ROMAS: A Role-Based Multi-Agent System for Database monitoring and Planning

TL;DR

ROMAS addresses limitations in existing large-language-model powered MAS by introducing a role-based architecture with planner, monitor, and workers, augmented by a global monitor, self-planning, and self-monitoring. It integrates with DB-GPT and AWEL to enable low-code development and enhanced database interactions, enabling deployment in real-world data-analytic tasks. The core contributions include a three-phase workflow (initialization, execution, replanning), a memory hierarchy for efficient inter-agent communication, and a gap-narrow replanning strategy that minimizes modification costs while correcting errors. Empirical results on FAMMA and HotpotQA demonstrate ROMAS’ superiority over baselines and show that DB-GPT-based development reduces code size and accelerates task execution, highlighting practical impact for scalable, adaptable MAS in data analytics.

Abstract

In recent years, Large Language Models (LLMs) have demonstrated remarkable capabilities in data analytics when integrated with Multi-Agent Systems (MAS). However, these systems often struggle with complex tasks that involve diverse functional requirements and intricate data processing challenges, necessitating customized solutions that lack broad applicability.
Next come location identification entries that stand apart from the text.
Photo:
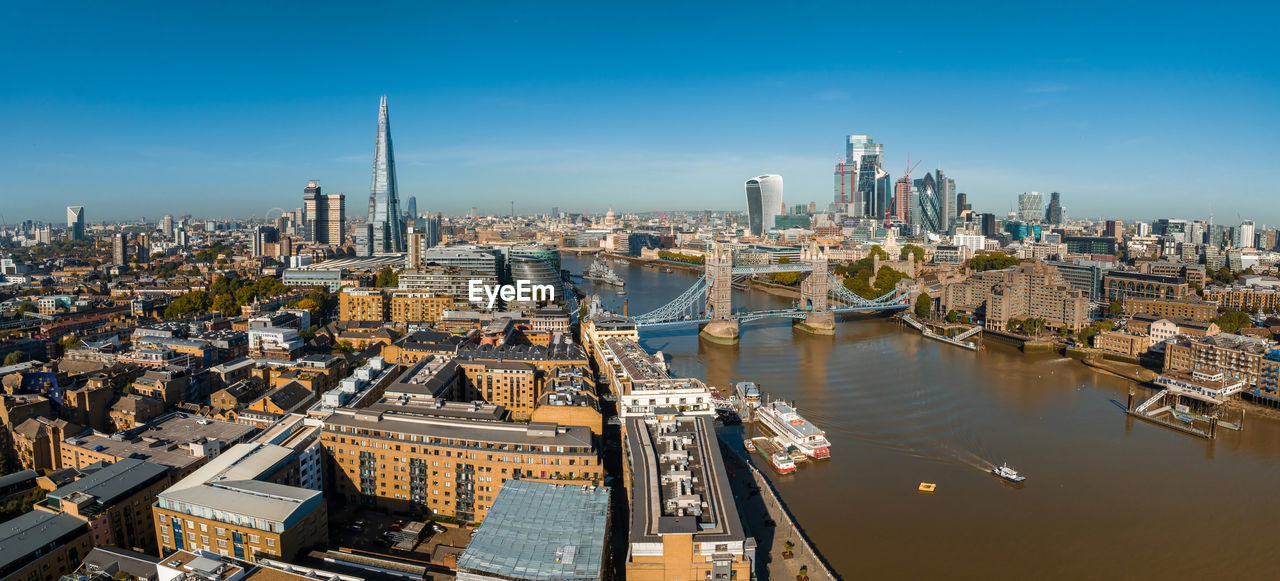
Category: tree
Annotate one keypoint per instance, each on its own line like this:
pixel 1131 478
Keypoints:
pixel 912 250
pixel 387 277
pixel 1233 320
pixel 923 305
pixel 225 305
pixel 992 261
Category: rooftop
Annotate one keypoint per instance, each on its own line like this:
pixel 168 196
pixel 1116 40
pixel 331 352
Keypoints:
pixel 23 535
pixel 542 531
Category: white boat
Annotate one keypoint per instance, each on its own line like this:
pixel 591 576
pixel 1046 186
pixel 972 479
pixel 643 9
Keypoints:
pixel 782 462
pixel 748 393
pixel 794 430
pixel 1011 475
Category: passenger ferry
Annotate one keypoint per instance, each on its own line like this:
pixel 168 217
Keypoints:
pixel 794 430
pixel 782 462
pixel 1011 475
pixel 748 393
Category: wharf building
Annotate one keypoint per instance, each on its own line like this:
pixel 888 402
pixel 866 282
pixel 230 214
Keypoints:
pixel 1246 298
pixel 639 379
pixel 684 520
pixel 42 545
pixel 115 502
pixel 1237 356
pixel 1189 307
pixel 241 504
pixel 540 533
pixel 451 458
pixel 1120 286
pixel 1031 289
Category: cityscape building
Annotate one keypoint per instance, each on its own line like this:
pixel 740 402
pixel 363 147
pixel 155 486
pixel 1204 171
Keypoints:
pixel 1031 206
pixel 325 215
pixel 76 223
pixel 384 214
pixel 763 202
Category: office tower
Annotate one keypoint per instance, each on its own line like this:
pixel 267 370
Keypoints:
pixel 325 215
pixel 1246 234
pixel 384 214
pixel 76 222
pixel 946 193
pixel 859 178
pixel 118 245
pixel 763 202
pixel 928 210
pixel 988 225
pixel 1054 213
pixel 1031 206
pixel 901 210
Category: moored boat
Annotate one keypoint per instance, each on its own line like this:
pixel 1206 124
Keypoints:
pixel 794 429
pixel 782 462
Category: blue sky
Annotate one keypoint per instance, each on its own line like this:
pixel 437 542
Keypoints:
pixel 169 108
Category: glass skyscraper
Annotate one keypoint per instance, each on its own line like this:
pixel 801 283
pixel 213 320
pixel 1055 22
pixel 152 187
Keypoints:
pixel 763 202
pixel 384 214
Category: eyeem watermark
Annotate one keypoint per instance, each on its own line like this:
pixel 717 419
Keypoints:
pixel 521 291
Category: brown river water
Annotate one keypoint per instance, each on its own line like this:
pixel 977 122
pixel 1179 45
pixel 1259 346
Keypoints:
pixel 1106 497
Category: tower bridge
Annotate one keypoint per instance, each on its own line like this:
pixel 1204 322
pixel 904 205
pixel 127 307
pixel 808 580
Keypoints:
pixel 709 301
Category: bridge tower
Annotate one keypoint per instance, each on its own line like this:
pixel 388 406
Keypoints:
pixel 722 326
pixel 813 293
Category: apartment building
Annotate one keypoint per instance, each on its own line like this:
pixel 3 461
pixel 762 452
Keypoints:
pixel 1025 291
pixel 236 506
pixel 684 524
pixel 452 460
pixel 1235 356
pixel 115 501
pixel 1188 307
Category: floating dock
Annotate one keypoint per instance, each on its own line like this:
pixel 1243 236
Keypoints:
pixel 959 341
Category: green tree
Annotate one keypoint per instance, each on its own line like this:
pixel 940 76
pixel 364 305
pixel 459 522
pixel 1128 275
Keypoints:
pixel 387 277
pixel 225 305
pixel 923 305
pixel 1233 320
pixel 992 261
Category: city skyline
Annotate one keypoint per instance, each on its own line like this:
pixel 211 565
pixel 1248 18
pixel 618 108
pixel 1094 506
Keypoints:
pixel 1000 120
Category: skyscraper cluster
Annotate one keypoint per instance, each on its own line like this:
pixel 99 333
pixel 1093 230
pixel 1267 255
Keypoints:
pixel 862 184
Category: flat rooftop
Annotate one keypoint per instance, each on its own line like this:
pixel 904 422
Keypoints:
pixel 164 442
pixel 543 533
pixel 679 481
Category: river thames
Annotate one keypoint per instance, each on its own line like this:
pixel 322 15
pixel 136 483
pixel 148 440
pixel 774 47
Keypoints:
pixel 1107 497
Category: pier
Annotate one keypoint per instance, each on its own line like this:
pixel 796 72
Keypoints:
pixel 769 521
pixel 959 341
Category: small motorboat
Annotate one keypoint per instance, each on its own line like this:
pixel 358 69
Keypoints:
pixel 1011 475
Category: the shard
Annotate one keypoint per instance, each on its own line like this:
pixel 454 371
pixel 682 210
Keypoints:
pixel 383 197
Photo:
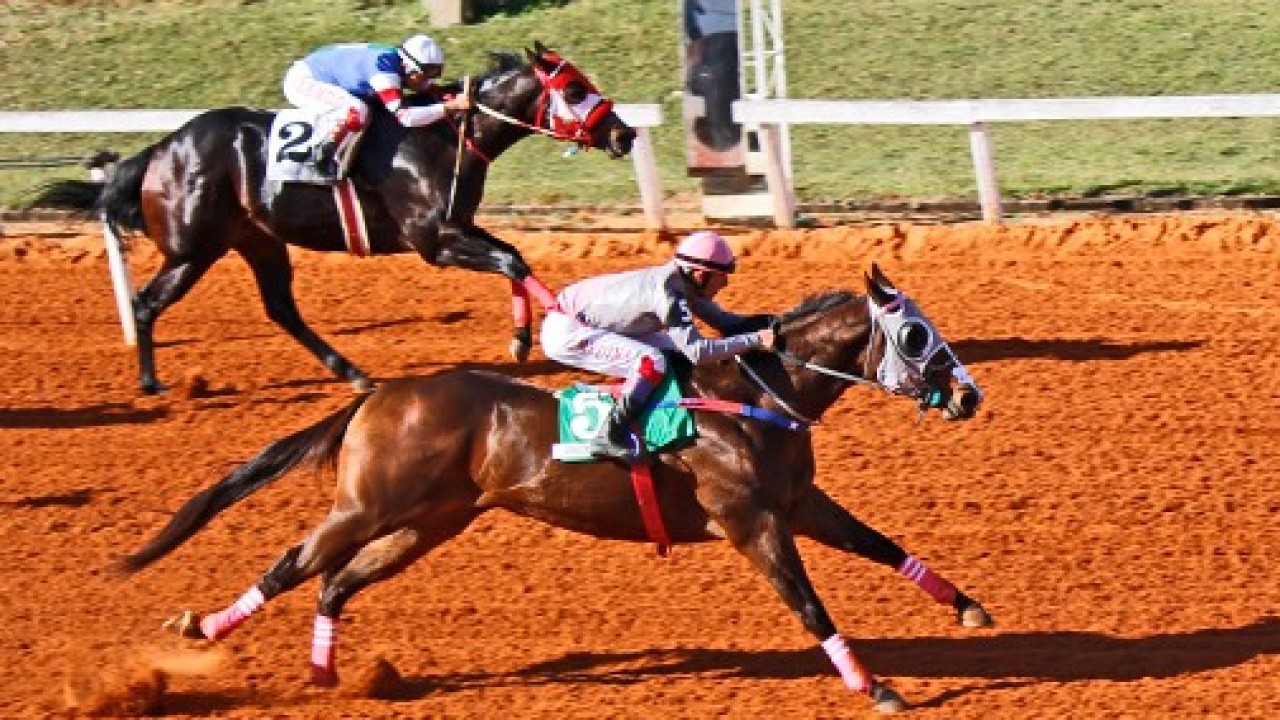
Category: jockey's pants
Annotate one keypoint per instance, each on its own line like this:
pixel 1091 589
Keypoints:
pixel 638 359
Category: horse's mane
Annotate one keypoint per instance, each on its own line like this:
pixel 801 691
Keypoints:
pixel 818 302
pixel 501 64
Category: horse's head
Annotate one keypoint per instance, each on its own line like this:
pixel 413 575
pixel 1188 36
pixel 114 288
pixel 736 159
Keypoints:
pixel 553 98
pixel 882 340
pixel 912 358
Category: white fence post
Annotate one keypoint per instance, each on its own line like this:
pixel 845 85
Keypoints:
pixel 647 176
pixel 984 167
pixel 120 283
pixel 777 177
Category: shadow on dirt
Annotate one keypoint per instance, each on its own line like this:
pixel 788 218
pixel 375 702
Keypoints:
pixel 1014 659
pixel 974 351
pixel 90 417
pixel 71 499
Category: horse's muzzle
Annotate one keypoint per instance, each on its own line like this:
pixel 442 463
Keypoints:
pixel 964 404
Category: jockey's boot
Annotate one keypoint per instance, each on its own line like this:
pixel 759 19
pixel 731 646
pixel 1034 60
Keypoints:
pixel 615 440
pixel 333 155
pixel 327 156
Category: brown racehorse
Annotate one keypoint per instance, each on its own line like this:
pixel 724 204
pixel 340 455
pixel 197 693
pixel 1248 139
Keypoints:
pixel 420 459
pixel 201 192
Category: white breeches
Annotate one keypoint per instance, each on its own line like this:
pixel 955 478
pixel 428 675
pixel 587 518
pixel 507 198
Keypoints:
pixel 567 341
pixel 307 92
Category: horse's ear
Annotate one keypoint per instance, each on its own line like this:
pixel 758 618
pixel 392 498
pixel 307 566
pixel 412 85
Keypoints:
pixel 880 294
pixel 881 278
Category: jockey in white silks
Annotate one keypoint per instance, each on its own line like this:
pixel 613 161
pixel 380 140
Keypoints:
pixel 618 326
pixel 347 77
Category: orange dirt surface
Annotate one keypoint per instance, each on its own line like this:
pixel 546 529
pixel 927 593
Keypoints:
pixel 1115 505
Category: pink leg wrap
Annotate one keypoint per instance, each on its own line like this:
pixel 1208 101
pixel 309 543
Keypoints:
pixel 856 678
pixel 929 582
pixel 324 642
pixel 542 292
pixel 220 624
pixel 520 305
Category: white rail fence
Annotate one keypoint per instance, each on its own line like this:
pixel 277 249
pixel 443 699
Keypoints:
pixel 639 117
pixel 772 115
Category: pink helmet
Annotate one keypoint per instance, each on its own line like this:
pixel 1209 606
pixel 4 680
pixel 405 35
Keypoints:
pixel 705 250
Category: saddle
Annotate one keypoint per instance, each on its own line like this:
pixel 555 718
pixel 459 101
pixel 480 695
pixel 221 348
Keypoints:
pixel 296 135
pixel 584 410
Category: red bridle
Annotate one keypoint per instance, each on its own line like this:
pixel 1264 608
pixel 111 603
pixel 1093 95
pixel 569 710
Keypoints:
pixel 568 122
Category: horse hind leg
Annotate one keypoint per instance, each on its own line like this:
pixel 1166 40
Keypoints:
pixel 379 560
pixel 766 540
pixel 330 546
pixel 822 519
pixel 269 260
pixel 174 278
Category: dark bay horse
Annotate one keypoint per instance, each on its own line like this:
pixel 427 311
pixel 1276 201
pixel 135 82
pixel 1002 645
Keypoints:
pixel 200 192
pixel 417 460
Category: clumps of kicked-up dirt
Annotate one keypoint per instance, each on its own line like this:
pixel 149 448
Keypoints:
pixel 135 686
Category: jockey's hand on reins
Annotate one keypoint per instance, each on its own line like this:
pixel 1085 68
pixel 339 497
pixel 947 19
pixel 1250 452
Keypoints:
pixel 780 343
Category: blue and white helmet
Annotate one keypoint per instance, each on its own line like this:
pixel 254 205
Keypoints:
pixel 419 51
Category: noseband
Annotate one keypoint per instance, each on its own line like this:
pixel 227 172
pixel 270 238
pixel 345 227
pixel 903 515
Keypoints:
pixel 556 118
pixel 877 315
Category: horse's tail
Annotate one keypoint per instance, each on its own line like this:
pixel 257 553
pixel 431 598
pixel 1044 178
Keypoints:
pixel 316 445
pixel 118 199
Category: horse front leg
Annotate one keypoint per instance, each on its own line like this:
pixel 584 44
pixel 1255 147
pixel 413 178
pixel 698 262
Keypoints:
pixel 766 541
pixel 822 519
pixel 475 249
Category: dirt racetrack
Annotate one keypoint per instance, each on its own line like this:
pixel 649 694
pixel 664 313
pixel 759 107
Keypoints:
pixel 1115 505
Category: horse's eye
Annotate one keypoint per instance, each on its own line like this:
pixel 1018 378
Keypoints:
pixel 575 92
pixel 914 338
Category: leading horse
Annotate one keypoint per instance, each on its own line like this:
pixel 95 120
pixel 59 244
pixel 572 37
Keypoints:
pixel 201 192
pixel 419 460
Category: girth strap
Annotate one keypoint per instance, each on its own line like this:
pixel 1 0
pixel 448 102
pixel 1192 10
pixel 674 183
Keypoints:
pixel 641 481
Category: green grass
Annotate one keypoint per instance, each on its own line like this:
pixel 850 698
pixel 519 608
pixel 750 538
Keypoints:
pixel 211 53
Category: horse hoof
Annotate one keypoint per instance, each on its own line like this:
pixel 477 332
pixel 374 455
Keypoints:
pixel 520 350
pixel 886 701
pixel 186 625
pixel 324 677
pixel 974 615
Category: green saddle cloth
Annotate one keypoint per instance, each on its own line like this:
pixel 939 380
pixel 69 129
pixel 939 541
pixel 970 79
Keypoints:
pixel 584 410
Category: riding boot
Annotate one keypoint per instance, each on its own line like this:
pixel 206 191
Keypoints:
pixel 615 441
pixel 325 156
pixel 333 155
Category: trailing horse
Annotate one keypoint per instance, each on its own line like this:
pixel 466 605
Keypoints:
pixel 420 459
pixel 202 191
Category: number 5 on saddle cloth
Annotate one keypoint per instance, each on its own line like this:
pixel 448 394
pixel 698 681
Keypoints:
pixel 584 410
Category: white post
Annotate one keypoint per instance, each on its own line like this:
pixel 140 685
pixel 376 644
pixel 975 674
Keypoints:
pixel 647 176
pixel 120 283
pixel 984 167
pixel 776 176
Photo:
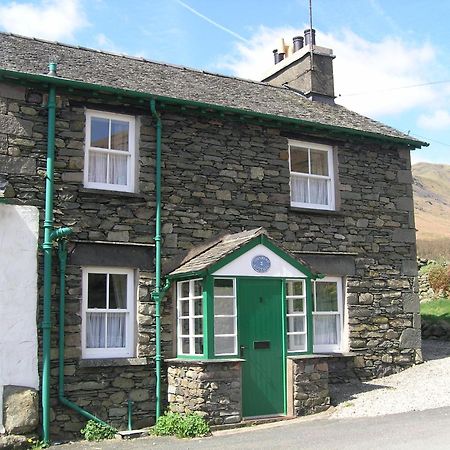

Furthermore, current MAS fail to emulate essential human-like traits such as self-planning, self-monitoring, and collaborative work in dynamic environments, leading to inefficiencies and resource wastage. To address these limitations, we propose ROMAS, a novel Role-Based M ulti-A gent System designed to adapt to various scenarios while enabling low code development and one-click deployment. ROMAS has been effectively deployed in DB-GPT [Xue et al., 2023a, 2024b], a well-known project utilizing LLM-powered database analytics, showcasing its practical utility in real-world scenarios. By integrating role-based collaborative mechanisms for self-monitoring and self-planning, and leveraging existing MAS capabilities to enhance database interactions, ROMAS offers a more effective and versatile solution. Experimental evaluations of ROMAS demonstrate its superiority across multiple scenarios, highlighting its potential to advance the field of multi-agent data analytics.

Figures (7)

• Figure 1: ROMAS framework. The blue lines represent key message exchanged between agents and DB-GPT, the orange lines signify the three distinct phases of ROMAS, and the green lines denote each agent's internal planning and reflection processes.
• Figure 2: Initialization phase of ROMAS, the planner is primarily responsible for two steps: self-planning and self-reflection. In self-planning, the planner generates the agent team and arranges subtask list. In self-reflection, these strategies are validated for logical consistency.
• Figure 3: Execution phase of ROMAS, workers execute tasks based on the strategies formulated by the planner, monitor classifies errors and decides to either fix them directly or report to the planner for re-planning.
• Figure 4: Re-plannig phase of ROMAS, planner receives global critical information and modification recommendation from the monitor to generate a new strategy for the current round.
• Figure 5: Figure 1 shows the average proportions of different subtask types in the FAMMA and HotpotQA. Figure 2 presents the average number of workers generated, the average self-reflection frequency per agent, and the average replanning frequency of the planner. Figure 3 displays the average proportions of instructions and recommendations given by the monitor.